Siamo quindi tornati al college per consegnare la lettera, la copia del contratto di affitto e le copie di tutti i nostri documenti italiani e della mia eResidence card maltese. 
La segreteria ci ha detto di attendere la lettera ufficiale di accettazione che ci sarebbe stata inviata per posta a casa. La stessa ci ha anche detto di richiamare nel caso dopo una settimana non avessimo ancora ricevuto la lettera. 

Passata la settimana, come concordato, abbiamo chiesto telefonicamente notizie dell'iscrizione. La risposta ci è stata prontamente inviata per email (abbiamo poi ricevuto lo stesso documento per posta qualche giorno dopo). 
Avevamo quindi la conferma che la nostra richiesta di iscrizione e spostamento alla scuola più vicina era stata accettata (ma dubito onestamente che una scuola pubblica possa rifiutare l'iscrizione), 

Seconda visita a scuola

Con la copia cartacea dell'accettazione dell'iscrizione ci siamo quindi recati a scuola per terminare il processo di iscrizione.
Lì ci hanno fornito l'elenco del materiale scolastico e dei componenti dell'uniforme da acquistare prima dell'inizio della scuola. 
Hanno quindi aggiunto che Stefano avrebbe frequentato per tutto l'anno una classe a parte dedicata ai bambini immigrati.
Fermo restando che un supporto linguistico è necessario, mi sono subito preoccupato del significato di "classe dedicata".

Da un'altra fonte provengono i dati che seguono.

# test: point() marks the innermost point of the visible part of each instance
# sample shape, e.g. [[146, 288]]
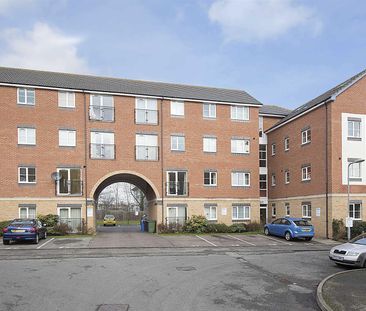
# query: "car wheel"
[[288, 236], [36, 240]]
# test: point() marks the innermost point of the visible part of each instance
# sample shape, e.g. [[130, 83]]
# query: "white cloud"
[[260, 20], [43, 48]]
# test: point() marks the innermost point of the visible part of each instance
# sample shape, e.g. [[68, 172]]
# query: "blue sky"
[[282, 52]]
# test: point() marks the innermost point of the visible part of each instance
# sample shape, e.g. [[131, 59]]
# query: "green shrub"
[[196, 224]]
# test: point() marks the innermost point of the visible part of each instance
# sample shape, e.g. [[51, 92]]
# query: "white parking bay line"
[[45, 243], [234, 237], [206, 240], [279, 241]]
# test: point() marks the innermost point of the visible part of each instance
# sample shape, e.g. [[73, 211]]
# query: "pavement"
[[343, 291]]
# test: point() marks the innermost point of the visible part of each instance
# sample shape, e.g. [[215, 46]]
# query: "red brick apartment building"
[[309, 152], [65, 137]]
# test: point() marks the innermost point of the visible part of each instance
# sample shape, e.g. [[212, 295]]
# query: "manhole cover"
[[113, 308], [185, 268]]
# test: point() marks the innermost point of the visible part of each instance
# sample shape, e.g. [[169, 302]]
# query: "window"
[[273, 180], [26, 96], [355, 210], [177, 143], [306, 210], [241, 212], [102, 145], [146, 111], [262, 156], [287, 144], [26, 175], [274, 211], [287, 177], [177, 108], [287, 209], [209, 144], [101, 108], [177, 183], [210, 178], [211, 212], [306, 136], [26, 136], [354, 128], [240, 113], [27, 212], [66, 99], [240, 146], [209, 111], [147, 147], [70, 182], [67, 138], [240, 179], [273, 149], [306, 173]]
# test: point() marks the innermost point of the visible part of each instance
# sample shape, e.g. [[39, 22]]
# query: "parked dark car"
[[290, 228], [24, 230]]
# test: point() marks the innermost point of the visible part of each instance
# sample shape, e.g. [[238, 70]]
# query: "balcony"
[[146, 116], [102, 151], [147, 153], [101, 113], [178, 188]]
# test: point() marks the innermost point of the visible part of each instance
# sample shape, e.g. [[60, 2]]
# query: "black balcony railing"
[[101, 113], [102, 151], [147, 153], [146, 116], [177, 188]]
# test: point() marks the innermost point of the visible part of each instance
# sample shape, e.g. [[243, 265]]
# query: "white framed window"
[[177, 143], [240, 179], [274, 210], [26, 136], [273, 149], [177, 108], [209, 144], [241, 212], [210, 178], [273, 180], [211, 212], [354, 128], [306, 210], [66, 99], [240, 146], [355, 210], [287, 209], [26, 96], [287, 144], [240, 113], [306, 173], [26, 175], [67, 138], [147, 147], [305, 136], [27, 212], [209, 111], [287, 177]]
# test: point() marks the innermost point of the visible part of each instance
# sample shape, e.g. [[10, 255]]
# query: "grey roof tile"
[[126, 86]]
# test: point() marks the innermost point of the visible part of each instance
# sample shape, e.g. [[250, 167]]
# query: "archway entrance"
[[124, 197]]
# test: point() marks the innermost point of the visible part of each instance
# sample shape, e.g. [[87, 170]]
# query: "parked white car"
[[352, 253]]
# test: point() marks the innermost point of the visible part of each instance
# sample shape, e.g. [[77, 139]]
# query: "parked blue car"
[[24, 230], [290, 228]]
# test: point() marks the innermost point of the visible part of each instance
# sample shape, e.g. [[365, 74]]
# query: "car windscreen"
[[359, 240], [302, 223]]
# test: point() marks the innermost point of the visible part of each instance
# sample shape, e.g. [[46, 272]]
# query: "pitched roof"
[[125, 86], [320, 99], [274, 110]]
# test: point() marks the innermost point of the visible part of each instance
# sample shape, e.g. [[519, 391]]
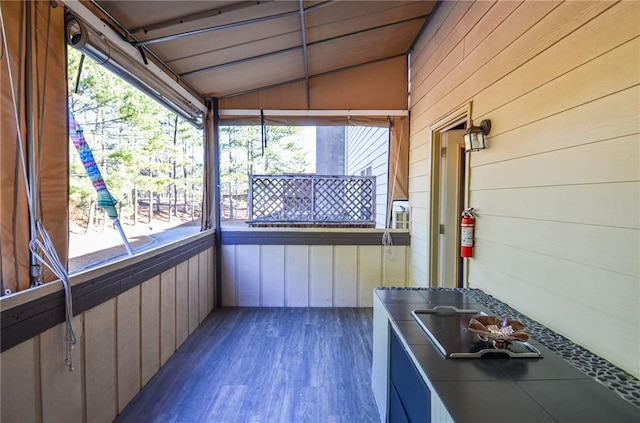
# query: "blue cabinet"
[[409, 396]]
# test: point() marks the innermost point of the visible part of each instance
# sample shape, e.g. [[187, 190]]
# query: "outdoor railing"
[[312, 200]]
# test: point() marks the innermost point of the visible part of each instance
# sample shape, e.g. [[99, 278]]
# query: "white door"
[[450, 193]]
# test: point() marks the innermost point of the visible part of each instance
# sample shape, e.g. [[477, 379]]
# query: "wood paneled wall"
[[557, 190], [309, 275], [122, 343]]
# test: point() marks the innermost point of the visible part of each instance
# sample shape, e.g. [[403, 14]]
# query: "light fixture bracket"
[[474, 138]]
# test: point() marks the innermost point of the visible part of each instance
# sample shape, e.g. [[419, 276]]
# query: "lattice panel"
[[312, 199]]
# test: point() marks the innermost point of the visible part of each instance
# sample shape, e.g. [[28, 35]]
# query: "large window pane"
[[149, 159]]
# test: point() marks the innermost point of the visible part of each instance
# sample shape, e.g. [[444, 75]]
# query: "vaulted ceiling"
[[312, 54]]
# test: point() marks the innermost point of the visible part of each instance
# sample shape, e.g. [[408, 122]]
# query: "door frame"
[[461, 115]]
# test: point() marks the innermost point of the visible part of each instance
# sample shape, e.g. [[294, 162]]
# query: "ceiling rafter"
[[276, 52], [303, 32], [198, 16], [293, 81], [214, 28]]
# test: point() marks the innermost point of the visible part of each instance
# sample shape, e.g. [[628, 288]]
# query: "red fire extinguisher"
[[466, 233]]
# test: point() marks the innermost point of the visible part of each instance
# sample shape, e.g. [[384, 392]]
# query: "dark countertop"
[[503, 390]]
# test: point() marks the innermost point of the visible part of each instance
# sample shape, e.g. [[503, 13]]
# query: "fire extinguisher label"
[[466, 237]]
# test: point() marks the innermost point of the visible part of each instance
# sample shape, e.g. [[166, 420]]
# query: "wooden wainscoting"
[[309, 275]]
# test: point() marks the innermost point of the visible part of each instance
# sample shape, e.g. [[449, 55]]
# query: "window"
[[149, 159], [303, 176]]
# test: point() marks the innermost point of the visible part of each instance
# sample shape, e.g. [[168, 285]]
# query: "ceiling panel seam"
[[213, 29], [198, 16], [293, 81], [248, 59]]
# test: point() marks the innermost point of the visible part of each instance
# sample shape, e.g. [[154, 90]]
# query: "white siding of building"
[[369, 147]]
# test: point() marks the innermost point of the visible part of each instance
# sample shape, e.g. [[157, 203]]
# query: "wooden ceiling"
[[243, 49]]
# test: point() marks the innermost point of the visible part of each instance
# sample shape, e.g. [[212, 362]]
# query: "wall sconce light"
[[474, 137]]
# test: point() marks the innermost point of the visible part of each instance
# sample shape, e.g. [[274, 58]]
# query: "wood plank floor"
[[275, 365]]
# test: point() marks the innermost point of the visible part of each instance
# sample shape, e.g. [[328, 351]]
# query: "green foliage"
[[137, 143], [242, 154]]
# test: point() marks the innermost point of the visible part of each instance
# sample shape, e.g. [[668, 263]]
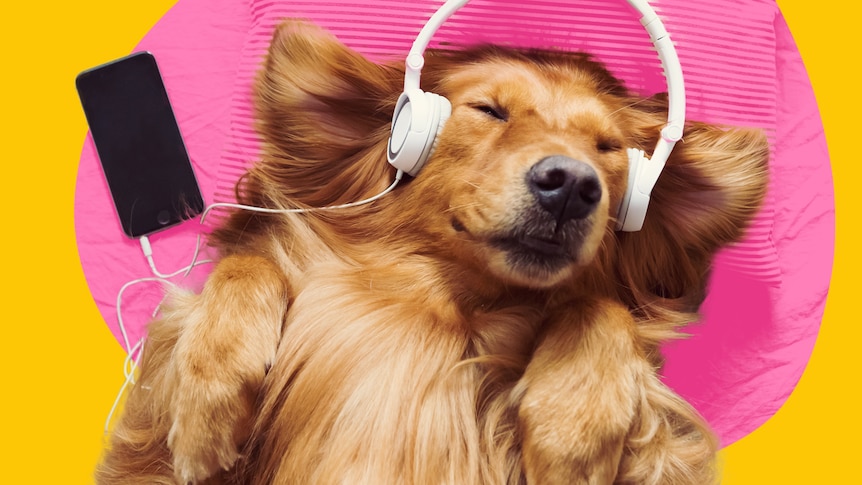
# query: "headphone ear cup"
[[632, 211], [418, 118]]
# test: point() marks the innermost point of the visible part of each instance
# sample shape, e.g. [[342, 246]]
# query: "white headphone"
[[419, 116]]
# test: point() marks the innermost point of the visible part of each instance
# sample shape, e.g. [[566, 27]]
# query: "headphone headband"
[[644, 172]]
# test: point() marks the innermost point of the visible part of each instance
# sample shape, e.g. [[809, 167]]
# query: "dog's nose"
[[566, 188]]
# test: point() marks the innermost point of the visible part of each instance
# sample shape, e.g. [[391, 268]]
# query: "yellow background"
[[61, 367]]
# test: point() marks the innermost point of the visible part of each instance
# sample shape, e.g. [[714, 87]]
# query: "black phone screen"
[[139, 144]]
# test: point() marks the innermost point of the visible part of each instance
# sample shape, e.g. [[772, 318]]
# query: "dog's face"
[[529, 168], [528, 172]]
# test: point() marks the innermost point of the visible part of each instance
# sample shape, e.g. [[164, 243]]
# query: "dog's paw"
[[202, 438]]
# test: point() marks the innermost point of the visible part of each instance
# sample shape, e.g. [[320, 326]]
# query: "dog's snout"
[[568, 189]]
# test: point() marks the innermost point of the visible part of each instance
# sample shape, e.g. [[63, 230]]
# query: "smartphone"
[[139, 144]]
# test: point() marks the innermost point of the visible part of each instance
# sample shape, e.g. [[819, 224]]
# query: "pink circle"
[[767, 294]]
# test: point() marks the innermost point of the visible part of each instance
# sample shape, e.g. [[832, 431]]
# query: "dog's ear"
[[711, 188], [323, 113]]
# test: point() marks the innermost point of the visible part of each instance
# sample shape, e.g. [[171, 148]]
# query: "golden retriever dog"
[[483, 323]]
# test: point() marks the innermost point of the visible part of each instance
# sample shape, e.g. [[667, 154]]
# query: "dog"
[[483, 323]]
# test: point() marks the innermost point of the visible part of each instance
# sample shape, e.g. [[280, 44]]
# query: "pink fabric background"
[[766, 295]]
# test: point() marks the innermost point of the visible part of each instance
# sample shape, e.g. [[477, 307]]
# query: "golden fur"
[[411, 341]]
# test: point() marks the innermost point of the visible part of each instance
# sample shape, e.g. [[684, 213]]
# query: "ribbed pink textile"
[[741, 67]]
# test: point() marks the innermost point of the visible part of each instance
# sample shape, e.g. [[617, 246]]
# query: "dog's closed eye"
[[492, 111]]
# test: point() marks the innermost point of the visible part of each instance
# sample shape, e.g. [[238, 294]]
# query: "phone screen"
[[139, 144]]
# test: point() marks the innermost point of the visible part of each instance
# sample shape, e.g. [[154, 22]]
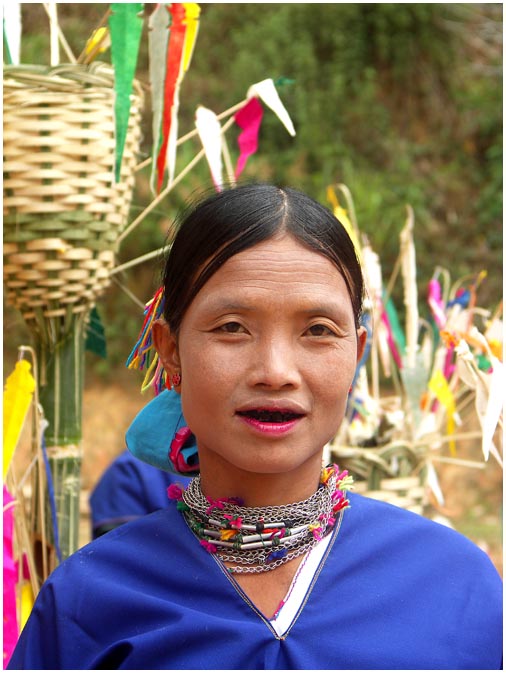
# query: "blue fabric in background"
[[128, 489]]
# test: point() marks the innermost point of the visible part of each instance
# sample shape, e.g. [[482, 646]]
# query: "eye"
[[320, 330], [231, 328]]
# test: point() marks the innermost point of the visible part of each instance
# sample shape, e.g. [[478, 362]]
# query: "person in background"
[[128, 488], [266, 560]]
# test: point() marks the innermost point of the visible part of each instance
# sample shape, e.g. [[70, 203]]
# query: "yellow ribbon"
[[439, 386], [18, 393]]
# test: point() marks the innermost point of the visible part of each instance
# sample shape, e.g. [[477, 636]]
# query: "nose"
[[275, 365]]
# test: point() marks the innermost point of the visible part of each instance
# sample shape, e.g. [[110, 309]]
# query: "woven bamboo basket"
[[63, 211]]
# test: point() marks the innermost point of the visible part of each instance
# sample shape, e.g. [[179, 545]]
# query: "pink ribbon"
[[248, 119], [11, 631]]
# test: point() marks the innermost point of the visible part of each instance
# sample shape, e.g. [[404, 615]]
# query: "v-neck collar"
[[259, 613]]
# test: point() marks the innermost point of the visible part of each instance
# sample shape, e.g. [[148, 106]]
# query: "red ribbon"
[[174, 58]]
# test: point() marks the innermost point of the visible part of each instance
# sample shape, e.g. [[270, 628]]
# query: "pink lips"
[[274, 428]]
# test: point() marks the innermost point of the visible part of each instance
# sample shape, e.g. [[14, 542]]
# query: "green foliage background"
[[401, 102]]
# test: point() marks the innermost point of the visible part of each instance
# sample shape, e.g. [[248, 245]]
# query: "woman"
[[260, 564]]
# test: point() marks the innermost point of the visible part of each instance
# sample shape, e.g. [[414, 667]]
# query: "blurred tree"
[[402, 102]]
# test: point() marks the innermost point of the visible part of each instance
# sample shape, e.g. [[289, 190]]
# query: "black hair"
[[236, 219]]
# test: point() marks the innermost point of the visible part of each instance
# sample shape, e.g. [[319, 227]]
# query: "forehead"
[[280, 266]]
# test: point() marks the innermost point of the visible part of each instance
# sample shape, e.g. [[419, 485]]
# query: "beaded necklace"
[[259, 539]]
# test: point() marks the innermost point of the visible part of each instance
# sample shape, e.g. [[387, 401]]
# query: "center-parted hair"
[[234, 220]]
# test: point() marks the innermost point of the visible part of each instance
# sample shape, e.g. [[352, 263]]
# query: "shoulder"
[[388, 526], [426, 558]]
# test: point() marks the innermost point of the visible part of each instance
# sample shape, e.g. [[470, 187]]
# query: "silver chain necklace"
[[259, 539]]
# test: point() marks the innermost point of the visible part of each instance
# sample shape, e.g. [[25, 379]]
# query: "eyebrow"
[[320, 309]]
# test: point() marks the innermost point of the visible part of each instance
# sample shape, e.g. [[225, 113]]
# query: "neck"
[[220, 480]]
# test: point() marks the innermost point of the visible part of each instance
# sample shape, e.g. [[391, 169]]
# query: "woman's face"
[[267, 352]]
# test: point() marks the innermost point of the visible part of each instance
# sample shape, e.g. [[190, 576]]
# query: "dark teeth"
[[269, 416]]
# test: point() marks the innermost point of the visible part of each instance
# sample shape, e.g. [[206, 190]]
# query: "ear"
[[165, 344], [361, 341]]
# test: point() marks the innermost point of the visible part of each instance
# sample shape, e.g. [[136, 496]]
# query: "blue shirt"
[[394, 591]]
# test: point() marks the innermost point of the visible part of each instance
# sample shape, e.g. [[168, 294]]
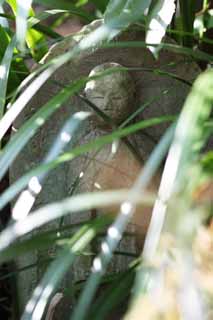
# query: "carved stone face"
[[114, 94]]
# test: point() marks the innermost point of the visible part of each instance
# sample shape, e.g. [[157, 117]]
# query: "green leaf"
[[23, 9], [187, 14], [159, 17], [121, 13], [23, 205], [67, 5], [112, 239], [36, 305], [96, 144], [4, 73], [70, 205]]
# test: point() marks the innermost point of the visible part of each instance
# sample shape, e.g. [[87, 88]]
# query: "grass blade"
[[27, 198], [68, 206], [4, 73], [23, 9], [36, 305], [19, 185], [117, 228], [159, 17]]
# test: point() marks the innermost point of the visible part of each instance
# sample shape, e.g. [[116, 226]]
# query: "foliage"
[[181, 208]]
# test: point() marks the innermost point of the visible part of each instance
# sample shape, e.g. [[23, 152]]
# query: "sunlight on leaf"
[[23, 8], [159, 17]]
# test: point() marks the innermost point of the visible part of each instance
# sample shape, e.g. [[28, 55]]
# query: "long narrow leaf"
[[23, 8], [116, 230], [19, 185], [27, 198], [68, 206], [159, 17], [36, 305], [4, 73]]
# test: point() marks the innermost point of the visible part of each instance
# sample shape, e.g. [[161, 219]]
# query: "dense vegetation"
[[173, 276]]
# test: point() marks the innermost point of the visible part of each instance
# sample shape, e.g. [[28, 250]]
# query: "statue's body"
[[118, 97]]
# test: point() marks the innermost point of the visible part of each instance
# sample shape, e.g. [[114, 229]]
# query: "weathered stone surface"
[[102, 169]]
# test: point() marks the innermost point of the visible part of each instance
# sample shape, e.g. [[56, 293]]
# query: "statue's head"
[[114, 93]]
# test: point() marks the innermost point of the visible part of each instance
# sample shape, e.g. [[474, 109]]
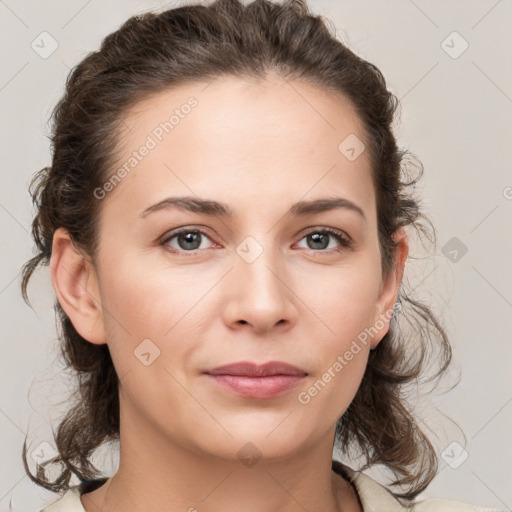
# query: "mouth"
[[257, 381]]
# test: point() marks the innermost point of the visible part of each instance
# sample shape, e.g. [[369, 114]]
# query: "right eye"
[[186, 240]]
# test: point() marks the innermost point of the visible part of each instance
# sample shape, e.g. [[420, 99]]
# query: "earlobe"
[[390, 287], [76, 286]]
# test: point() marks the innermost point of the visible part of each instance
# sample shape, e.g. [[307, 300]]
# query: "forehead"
[[235, 139]]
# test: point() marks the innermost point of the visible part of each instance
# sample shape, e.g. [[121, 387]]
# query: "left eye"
[[319, 240]]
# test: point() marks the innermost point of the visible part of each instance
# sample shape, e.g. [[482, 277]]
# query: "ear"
[[76, 285], [389, 289]]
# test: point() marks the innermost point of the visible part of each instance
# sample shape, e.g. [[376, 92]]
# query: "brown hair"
[[152, 52]]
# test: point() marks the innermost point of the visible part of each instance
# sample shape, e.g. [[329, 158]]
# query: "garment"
[[373, 496]]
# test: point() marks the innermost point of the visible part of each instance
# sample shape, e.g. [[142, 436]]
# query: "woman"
[[226, 221]]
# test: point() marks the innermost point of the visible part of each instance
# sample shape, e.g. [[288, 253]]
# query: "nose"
[[259, 295]]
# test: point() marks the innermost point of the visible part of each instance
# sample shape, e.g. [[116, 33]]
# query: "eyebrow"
[[215, 208]]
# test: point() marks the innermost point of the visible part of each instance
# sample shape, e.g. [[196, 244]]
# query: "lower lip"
[[258, 387]]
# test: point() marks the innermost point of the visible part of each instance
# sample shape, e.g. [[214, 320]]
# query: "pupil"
[[190, 240], [316, 238]]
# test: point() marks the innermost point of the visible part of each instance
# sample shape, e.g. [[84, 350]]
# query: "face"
[[259, 277]]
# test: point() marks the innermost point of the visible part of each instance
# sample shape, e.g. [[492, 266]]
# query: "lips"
[[250, 380], [248, 369]]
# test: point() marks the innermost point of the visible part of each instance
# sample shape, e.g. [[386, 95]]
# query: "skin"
[[258, 147]]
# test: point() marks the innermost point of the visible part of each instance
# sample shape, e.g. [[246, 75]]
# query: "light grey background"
[[456, 117]]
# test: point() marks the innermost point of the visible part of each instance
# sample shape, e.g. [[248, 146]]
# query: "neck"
[[157, 473]]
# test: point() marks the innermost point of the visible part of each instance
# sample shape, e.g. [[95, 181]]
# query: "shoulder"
[[434, 505], [68, 502], [374, 497]]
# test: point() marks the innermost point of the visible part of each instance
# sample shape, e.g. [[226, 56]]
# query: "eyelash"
[[345, 243]]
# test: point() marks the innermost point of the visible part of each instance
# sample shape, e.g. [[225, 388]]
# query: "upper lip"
[[246, 368]]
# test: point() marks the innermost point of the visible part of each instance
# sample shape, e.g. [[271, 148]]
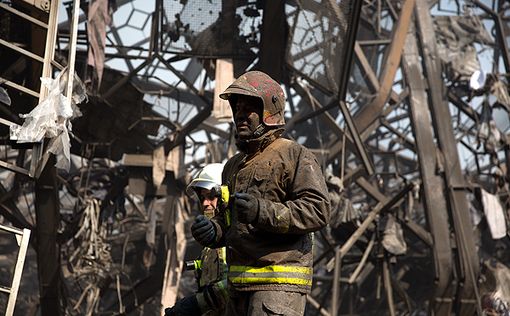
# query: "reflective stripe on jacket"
[[270, 275]]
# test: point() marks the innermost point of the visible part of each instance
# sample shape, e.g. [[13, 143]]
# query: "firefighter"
[[278, 198], [210, 269]]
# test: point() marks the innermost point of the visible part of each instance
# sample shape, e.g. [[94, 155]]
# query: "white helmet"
[[208, 178]]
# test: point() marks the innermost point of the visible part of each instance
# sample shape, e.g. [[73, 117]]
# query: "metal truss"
[[372, 89]]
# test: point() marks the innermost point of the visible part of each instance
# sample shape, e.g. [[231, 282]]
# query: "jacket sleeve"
[[307, 208], [220, 227]]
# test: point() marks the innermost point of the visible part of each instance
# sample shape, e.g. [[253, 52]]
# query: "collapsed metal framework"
[[379, 90]]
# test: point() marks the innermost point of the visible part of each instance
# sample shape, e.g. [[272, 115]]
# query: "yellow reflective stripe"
[[269, 269], [249, 280]]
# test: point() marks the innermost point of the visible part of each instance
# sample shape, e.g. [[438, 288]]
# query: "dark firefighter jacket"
[[275, 252]]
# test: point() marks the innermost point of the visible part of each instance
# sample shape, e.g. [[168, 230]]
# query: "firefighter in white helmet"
[[210, 269]]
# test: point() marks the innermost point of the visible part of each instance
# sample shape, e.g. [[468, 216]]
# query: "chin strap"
[[259, 131]]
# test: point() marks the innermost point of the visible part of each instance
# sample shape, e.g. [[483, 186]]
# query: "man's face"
[[247, 115], [207, 200]]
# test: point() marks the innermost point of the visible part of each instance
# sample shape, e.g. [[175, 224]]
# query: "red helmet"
[[260, 85]]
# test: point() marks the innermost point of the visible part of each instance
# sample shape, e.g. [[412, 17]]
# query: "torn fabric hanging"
[[52, 118], [99, 17]]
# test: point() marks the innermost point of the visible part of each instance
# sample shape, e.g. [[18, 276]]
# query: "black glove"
[[247, 207], [203, 230], [187, 306]]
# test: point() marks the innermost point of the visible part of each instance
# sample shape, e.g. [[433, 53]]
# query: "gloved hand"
[[247, 207], [187, 306], [203, 230]]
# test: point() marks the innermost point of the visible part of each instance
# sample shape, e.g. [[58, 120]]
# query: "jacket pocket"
[[261, 177], [282, 305]]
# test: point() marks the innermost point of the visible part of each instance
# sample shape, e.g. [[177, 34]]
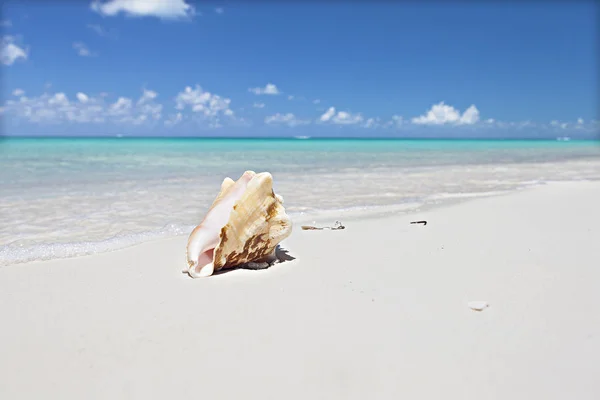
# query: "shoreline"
[[319, 217], [377, 310]]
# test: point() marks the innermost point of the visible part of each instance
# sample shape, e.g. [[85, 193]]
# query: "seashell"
[[245, 223]]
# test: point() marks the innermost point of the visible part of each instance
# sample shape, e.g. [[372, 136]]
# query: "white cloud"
[[341, 117], [327, 115], [82, 97], [268, 89], [164, 9], [397, 121], [174, 119], [208, 106], [10, 52], [441, 114], [372, 123], [57, 108], [100, 31], [285, 119], [83, 50]]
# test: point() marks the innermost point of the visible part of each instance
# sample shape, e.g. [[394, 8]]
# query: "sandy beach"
[[378, 310]]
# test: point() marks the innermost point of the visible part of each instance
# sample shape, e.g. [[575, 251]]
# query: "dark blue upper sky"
[[334, 68]]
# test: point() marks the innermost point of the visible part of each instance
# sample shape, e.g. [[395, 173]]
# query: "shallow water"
[[66, 197]]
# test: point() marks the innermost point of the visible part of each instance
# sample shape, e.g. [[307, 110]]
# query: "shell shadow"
[[282, 255]]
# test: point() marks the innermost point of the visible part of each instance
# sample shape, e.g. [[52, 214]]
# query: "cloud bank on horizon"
[[253, 101]]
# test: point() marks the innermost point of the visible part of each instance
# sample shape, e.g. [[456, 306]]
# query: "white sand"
[[376, 311]]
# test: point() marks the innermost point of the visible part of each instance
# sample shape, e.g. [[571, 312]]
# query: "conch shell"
[[244, 224]]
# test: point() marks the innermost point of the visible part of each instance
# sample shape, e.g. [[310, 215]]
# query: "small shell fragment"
[[244, 225], [478, 305]]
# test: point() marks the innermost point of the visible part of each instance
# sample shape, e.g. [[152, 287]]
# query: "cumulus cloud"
[[268, 89], [83, 50], [288, 119], [174, 119], [163, 9], [442, 114], [341, 117], [58, 108], [209, 106], [10, 51], [82, 97], [100, 31]]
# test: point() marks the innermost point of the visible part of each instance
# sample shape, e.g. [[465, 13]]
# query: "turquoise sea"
[[63, 197]]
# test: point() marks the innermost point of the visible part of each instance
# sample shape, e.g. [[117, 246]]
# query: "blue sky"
[[175, 67]]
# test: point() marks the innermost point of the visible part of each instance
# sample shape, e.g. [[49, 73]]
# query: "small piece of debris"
[[478, 305], [336, 226]]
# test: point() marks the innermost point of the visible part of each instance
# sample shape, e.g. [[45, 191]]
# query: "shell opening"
[[204, 259]]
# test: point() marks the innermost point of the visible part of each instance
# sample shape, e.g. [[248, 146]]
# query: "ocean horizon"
[[70, 196]]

  • L'insegnamento delle lingue esclude in qualche modo l'insegnamento del normale programma?
  • Ogni quanto verrà valutato il livello dei bambini?
  • Come faccio io, a sapere che mio figlio necessita di un ulteriore supporto esterno alla scuola?
  • Quali sono i parametri di valutazione?
  • Come vengono integrate le attività di queste classi con quelle delle altre?
Le risposte incerte che ho ricevuto al momento ci hanno messo in agitazione perchè la nostra più grande preoccupazione è che i bambini stranieri vengano considerati come di "serie B".

Abbiamo quindi cercato più informazioni possibili, chiedendo a colleghi, ritornando più volte a scuola e scrivendo email al ministero (all'indirizzo email indicato in fondo alla circolare ministeriale di cui sopra).
Devo dire sinceramente che in generale tutte le persone con cui abbiamo parlato sono state molto gentili e garbate, ma ciò non toglie che abbiamo avuto (ed ancora abbiamo) qualche preoccupazione su come si svolgerà quest'anno scolastico per Stefano.

Ad oggi, le notizie che abbiamo sono:
  • L'anno scolastico per i bambini stranieri comincerà una settimana dopo, il 5 Ottobre.
  • L'insegnamento delle lingue seguirà per quanto possibile lo stesso programma scolastico delle classi maltesi.
  • Ogni mese i bambini verranno valutati e, quando raggiunta una competenza adeguata, spostati di classe.
  • Le classi saranno di soli cinque bambini.
  • L'acquisto dell'uniforme scolastica non è necessario almeno fino all'introduzione nella classe maltese (purtroppo l'abbiamo scoperto troppo tardi).

Terrò aggiornato questo post man mano che avrò novità.

Aggiornamento 08/10/2015:
Venerdi 02/10/2015 abbiamo ricevuto una telefonata dalla scuola che ci informava che l'inizio delle lezioni sarebbe stato posticipato al 07/10/2015.
La scuola è quindi cominciata ieri: da subito l'orario normale 8,30-14,15.
Oggi Stefano ha svolto i suoi primi compiti a casa (una pagina di a minuscole e due fogli di esercizi con i numeri e le forme).
Confermata anche la composizione delle classi di sostegno a gruppi di cinque anche di età diversa: Stefano è il più piccolo del suo gruppo.
Non abbiamo avuto occasione di conoscere le insegnanti, ma ne avremo occasione fra quindici giorni al primo ricevimento dei genitori.